Indianapolis 500

1975

 

 

 

 

INDIANAPOLIS (AP) - It rained on Bobby Unser's parade, but he didn't mind it a bit. He was leading it.

 

"What a day! What a beautiful day!" Unser exclaimed as he climbed from his Eagle-Offenhauser in Victory Lane, his beaming face turned upwards, into the waning rain of the thunderstorm that had just given him his second triumph in the Indianapolis 500.

 

It was supposed to go the standard 200 laps-500 miles-just like the race he'd won here in 1968 when he beat Dan Gurney.

 

But on the 172nd lap Sunday the lightning-laden storm clouds which had been menacing the Indianapolis Motor Speedway for more than an hour finally unleashed their fury.

 

First it was with a brief sprinkle, then with a torrential downpour that had Pat Vidan waving the red and checkered black-and-white flags which signaled the race was over and that Bobby had won it after 174 laps- 435 miles.

 

When he crossed the finish line, he was cruising along at a dainty 30 miles an hour, nowhere near his winning speed of 149.213 m.p.h., accomplished in 2 hours, 54 minutes, 55 seconds (video).

 

But that didn't matter one bit.

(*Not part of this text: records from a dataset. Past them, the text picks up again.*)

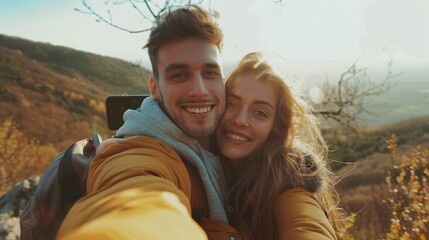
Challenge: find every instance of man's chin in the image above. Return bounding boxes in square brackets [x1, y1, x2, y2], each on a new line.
[182, 125, 215, 139]
[177, 114, 221, 138]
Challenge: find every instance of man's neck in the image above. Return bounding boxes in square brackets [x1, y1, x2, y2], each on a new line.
[197, 137, 210, 149]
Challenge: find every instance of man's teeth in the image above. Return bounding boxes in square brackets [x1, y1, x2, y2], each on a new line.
[185, 106, 212, 114]
[227, 132, 250, 142]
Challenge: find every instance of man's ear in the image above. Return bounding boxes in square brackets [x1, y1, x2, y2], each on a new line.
[149, 76, 159, 100]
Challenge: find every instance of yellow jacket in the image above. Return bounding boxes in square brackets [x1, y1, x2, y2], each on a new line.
[57, 136, 239, 240]
[273, 188, 337, 240]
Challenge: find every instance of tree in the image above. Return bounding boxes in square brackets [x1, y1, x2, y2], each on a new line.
[316, 60, 400, 129]
[76, 0, 398, 129]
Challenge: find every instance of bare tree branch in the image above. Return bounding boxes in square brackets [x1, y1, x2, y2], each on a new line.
[315, 60, 401, 129]
[76, 0, 211, 34]
[142, 0, 157, 19]
[76, 1, 152, 33]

The fact that he crossed the line at all was a victory in itself.

 

As he tooled down the main straightaway, other less fortunate drivers were swimming and fish-tailing all over the place. Their low-slung, lightweight, wide-tired racers were about as stable as surfboards on the slick, flooded asphalt.

 

Last year Unser came in No. 2 to Johnny Rutherford.

 

This time it was Rutherford's turn to be second-best, all because of an untimely pit stop.

 

Actually nobody really figured on either of them being No. 1. That, everybody was saying, was reserved for Wally Dallenbach.

 

Dallenbach charged from his 21st starting position into the lead by the 60th lap, then held it virtually all the way until the 161st, opening a commanding 25-second edge, about half a lap.

 

Then, poof! It was all over for Wally. Engine troubles, caused by debris from the day's only serious wreck, sent him smoking into the pits for good and sent Rutherford into the lead, just ahead of Unser.

 

On the 165th, though, Rutherford decided to make a pit stop of his own, 19 seconds that put Unser in front.

 

Five laps later, Rutherford found out just how costly his pit stop was. In the 170th lap, the drivers were frozen in their respective positions under a yellow caution flag-the fifth and final one-when Gary Bettenhausen blew a tire and played handball with his car along the main straightaway's outside wall.

 

The yellow stayed out the rest of the way-and Unser stayed in front.

 

"We had no assurance the track would dry, no assurance it wouldn't rain again," said Chief Steward Tom Binford, explaining the quick end to the race." In my mind, to stop and then have a 65-mile sprint race didn't meet the requirements."

 

Rutherford wasn't embittered by Binford's decision-but then, he wasn't exactly overjoyed, either.

 

The way Bobby was talking his driving didn't have all that much to do with it.

 

"Luck is everything," he said. "If you don't have luck on the race track, you don't win.”

 

Luck was certainly on Unser's side on the 127th lap, when Tom Sneva and rookie Eldon Rasmussen got together a little too hard on the second turn. Sneva's car hurtled along the outside wall, flipped over several times and burst into flames. Debris was flying everywhere.

 

And along came Unser, who managed to weave his way through the shrapnel without incident.

 

"Sometimes you make it, sometimes you don't," he shrugged. "This time I did. There have been times I didn't. This time I'm a hero. Other times... well, everybody's saying, "Why didn't you do this instead of that?'"

 

Luck wasn’t on A. J. Foyt's side, though. The grizzled veteran from Houston, trying to become Indy's first four-time winner, led for 51 of the first 60 laps and was right in there with the rest of the leaders when he, too, came upon the metallic litter in the second turn.

 

He didn't quite escape it. It ruined all four of his tires, necessitating a 45-second pit stop that put him just about a lap off the pace-and that's where he finished.

 

Sneva suffered severe burns on his hands and milder burns over 15 percent of his body, the only serious injury of the race. Rasmussen wasn't even shaken up. He continued on for a lap, then stopped at the accident scene and helped extricate Sneva from the burning wreckage.

 

The day, though, belonged naturally to Bobby Unser, who enjoyed a bit of familial one-upmanship by matching brother Al's mark of two Indy victories. Al would up 16th this time.

 

Was this win his big thrill? No way, he said. "It's always best to win your first."

 

And, more important, he added, it's always best to win at Indy.

 

"There's a lot of people who'll tell you that Indy isn't really the big thing, that it can't compare with Formula I racing, with the stock cars and all that," he said.

 

"Forget it. It's not true. Winning at Indy is everything. Indianapolis is the best.”